И газовых рожков блестящие сердца
В зеркальных окнах трепетали[80].
Это – где-нибудь на углу Большой Садовой, это – самые прозаические магазины Гостиного двора. Вообразите себе в будничной толпе что-то вроде средневекового миннезингера – поэта с бледным, изможденным и страстно-мечтательным лицом. Как он верит в свое божественное назначение! Нужна сила, чтобы с таким забвением окружающей действительности проповедовать в современной петербургской толпе:
Вселенная во мне, и я в душе вселенной,
Сроднило с ней меня рождение мое,
В душе моей горит огонь ее священный.
А в ней всегда мое разлито бытие.
Покуда я живу, вселенная сияет,
Умру, со мной умрет бестрепетно она;
Мой дух ее живит, живит и согревает,
И без него она ничтожна и темна[81].
Попробуйте не согласиться с поэтом или осмеять его. Вполне безоружен и вполне неуязвим, он даже не поймет вашего смеха, и в том его красота и цельность, что он не понимает возможности сомнения или комизма. Он говорит как наивный ребенок и «как власть имеющий», как человек не от мира сего. Я согласен, что это неровные, если хотите, парадоксальные стихи. Но они выстраданы, в них есть трепет жизни. Это не идеально совершенная, тонкая филигранная работа лирика-эпикурейца, дилетанта-помещика Фета. За каждый стих, за каждое, может быть, неумелое слово поэт заплатит всей своей кровью, нищетой и слезами, жизнью и смертью. Разве вы не чувствуете, что это человек искренний? Вот что пленительно! И Гаршин был искренним, говоря о своем сумасшествии, и Надсон, говоря о своей смерти. Может быть, это люди слабые и даже от слабости погибшие. Но они все-таки дали искусству что-то небывалое, что-то свое, они довели до последних пределов нашу современную скорбь и нашу потребность веры. Фофанов, подобно Гаршину, почти не знает людей, мало знает природу. Его картины однообразны: вечно «янтарные зори», «бриллиантовые звезды», «душистые росы», «белые ночи» – в сущности довольно устарелый арсенал. Но ведь подобного лирика привлекает не сама природа, а то, что лежит там, за пределом ее. Как неловко он смешивает черты пейзажа, подмеченные где-нибудь на Черной речке или в Новой Деревне, с фантастическими оттенками своего внутреннего мира, с царством фей. Все предметы, все явления для него в высшей степени прозрачны. Он смотрит на них как на одушевленные иероглифы, как на живые символы, в которых скрыта божественная тайна мира. К ней одной он стремится, ее одну он поет! В современной, бездушной толпе это больше чем мистик, это – ясновидящий, один из тех редких и странных людей, которых древние называли va tes {пророк (лат.).}.

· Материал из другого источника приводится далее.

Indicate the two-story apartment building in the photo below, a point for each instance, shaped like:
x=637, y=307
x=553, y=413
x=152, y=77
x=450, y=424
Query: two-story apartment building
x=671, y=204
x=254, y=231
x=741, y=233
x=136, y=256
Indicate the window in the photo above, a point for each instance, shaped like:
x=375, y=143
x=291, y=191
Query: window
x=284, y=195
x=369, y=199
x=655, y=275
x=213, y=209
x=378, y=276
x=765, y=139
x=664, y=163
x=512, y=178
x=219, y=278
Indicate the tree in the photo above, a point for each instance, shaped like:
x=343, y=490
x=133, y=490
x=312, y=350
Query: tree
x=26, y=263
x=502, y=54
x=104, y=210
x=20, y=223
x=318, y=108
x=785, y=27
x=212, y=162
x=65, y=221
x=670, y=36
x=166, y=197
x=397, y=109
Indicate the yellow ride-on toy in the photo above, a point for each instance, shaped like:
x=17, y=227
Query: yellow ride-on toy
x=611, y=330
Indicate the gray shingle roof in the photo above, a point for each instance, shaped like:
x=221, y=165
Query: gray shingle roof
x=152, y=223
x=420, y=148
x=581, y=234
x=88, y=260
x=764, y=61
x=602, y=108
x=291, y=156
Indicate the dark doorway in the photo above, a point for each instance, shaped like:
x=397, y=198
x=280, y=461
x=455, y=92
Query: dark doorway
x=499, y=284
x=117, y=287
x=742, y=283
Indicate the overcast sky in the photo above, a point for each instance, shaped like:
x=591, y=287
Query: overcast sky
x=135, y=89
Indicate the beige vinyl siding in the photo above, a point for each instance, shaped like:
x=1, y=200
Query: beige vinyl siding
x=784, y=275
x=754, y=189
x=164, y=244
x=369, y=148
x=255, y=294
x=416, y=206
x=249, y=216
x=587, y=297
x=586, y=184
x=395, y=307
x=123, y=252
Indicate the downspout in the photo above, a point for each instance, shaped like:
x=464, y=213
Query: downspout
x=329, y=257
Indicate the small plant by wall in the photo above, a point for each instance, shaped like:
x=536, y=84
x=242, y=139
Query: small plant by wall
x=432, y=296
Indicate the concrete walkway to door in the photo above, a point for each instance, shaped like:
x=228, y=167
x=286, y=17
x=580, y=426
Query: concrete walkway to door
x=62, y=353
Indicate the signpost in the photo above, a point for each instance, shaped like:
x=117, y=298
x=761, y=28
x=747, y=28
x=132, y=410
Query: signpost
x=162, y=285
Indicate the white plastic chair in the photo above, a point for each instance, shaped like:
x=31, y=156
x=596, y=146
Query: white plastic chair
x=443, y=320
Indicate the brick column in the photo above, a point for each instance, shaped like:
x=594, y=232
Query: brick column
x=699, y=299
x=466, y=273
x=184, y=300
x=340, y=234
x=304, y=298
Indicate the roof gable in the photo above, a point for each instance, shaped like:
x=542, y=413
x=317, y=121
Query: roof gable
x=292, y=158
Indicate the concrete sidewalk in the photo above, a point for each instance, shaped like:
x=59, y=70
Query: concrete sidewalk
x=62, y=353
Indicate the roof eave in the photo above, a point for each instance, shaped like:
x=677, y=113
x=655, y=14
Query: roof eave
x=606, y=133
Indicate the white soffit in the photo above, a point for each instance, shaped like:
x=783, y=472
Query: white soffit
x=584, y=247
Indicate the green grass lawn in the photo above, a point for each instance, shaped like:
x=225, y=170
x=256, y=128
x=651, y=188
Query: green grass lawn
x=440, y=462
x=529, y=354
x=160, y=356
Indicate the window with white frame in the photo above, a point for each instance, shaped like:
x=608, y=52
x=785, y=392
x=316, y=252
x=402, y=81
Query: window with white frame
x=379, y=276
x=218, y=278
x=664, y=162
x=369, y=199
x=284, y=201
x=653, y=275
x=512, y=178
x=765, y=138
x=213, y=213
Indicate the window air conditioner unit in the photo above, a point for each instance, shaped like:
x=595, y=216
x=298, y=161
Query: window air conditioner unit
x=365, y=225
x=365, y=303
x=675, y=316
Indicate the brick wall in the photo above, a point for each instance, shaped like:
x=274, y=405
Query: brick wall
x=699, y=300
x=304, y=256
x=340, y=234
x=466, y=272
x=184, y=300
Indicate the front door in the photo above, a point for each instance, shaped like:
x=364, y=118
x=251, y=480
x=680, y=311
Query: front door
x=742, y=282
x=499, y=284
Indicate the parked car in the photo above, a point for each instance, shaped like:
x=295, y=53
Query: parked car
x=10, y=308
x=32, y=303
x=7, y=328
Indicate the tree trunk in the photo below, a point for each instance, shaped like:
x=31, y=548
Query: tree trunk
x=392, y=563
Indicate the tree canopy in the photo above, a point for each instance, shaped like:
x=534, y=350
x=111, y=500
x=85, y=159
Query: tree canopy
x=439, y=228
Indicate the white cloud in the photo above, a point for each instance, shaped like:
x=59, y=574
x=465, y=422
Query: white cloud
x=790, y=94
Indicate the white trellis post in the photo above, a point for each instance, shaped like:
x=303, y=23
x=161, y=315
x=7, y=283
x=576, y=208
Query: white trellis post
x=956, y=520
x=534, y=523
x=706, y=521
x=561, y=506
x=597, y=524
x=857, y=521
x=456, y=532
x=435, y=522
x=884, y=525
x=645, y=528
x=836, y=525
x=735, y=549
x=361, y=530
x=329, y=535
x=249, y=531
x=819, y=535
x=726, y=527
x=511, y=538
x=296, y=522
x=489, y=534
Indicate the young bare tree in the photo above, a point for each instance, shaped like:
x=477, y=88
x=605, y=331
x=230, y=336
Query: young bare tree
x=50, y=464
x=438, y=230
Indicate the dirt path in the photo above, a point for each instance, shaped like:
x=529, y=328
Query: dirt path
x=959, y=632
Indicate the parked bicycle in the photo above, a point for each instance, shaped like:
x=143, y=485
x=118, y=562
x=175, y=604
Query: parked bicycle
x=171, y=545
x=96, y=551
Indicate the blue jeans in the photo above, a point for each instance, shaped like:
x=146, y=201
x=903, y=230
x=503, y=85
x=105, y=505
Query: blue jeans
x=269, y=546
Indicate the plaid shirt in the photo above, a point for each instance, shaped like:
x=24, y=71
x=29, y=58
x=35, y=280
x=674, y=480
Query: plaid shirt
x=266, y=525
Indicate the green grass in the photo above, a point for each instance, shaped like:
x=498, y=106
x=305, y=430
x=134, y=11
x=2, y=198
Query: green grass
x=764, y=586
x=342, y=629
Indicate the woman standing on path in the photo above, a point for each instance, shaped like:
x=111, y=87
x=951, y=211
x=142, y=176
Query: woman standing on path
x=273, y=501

Нигде так не чувствуешь прелести весны, как в Петербурге. Надо прожить семь, восемь месяцев в душной комнате без воздуха, без солнца, без листьев, чтобы понять, какая это радость, какое умиление – наша северная весна.
Городскую поэзию Фофанова можно бы сравнить с благоуханием только что распустившихся деревьев между стенами петербургских домов. Среди болезни, лихорадочного бреда, нищеты, спертого комнатного воздуха, тяжелого сплина, близкого к сумасшествию, вы чувствуете вдруг эту робкую, беспомощную ласку неумирающей поэтической молодости, вечной весны.
У немногих счастливых и здоровых поэтов она кажется такой упоительной!
Представитель другого течения в современной русской поэзии – Минский. Фофанов непосредственный, почти бессознательный талант. Влияние культурной среды на него ничтожно. И, если хотите, в этом – непоправимая слабость Фофанова, которая навеки ограничивает круг его деятельности. Он никогда не вырвется из заколдованного сна, из царства фей, не вступит в современную умственную жизнь. Минский – поэт мысли, и как ни странно сочетание этих двух слов, оно вполне возможно в новой литературе, – поэткритик.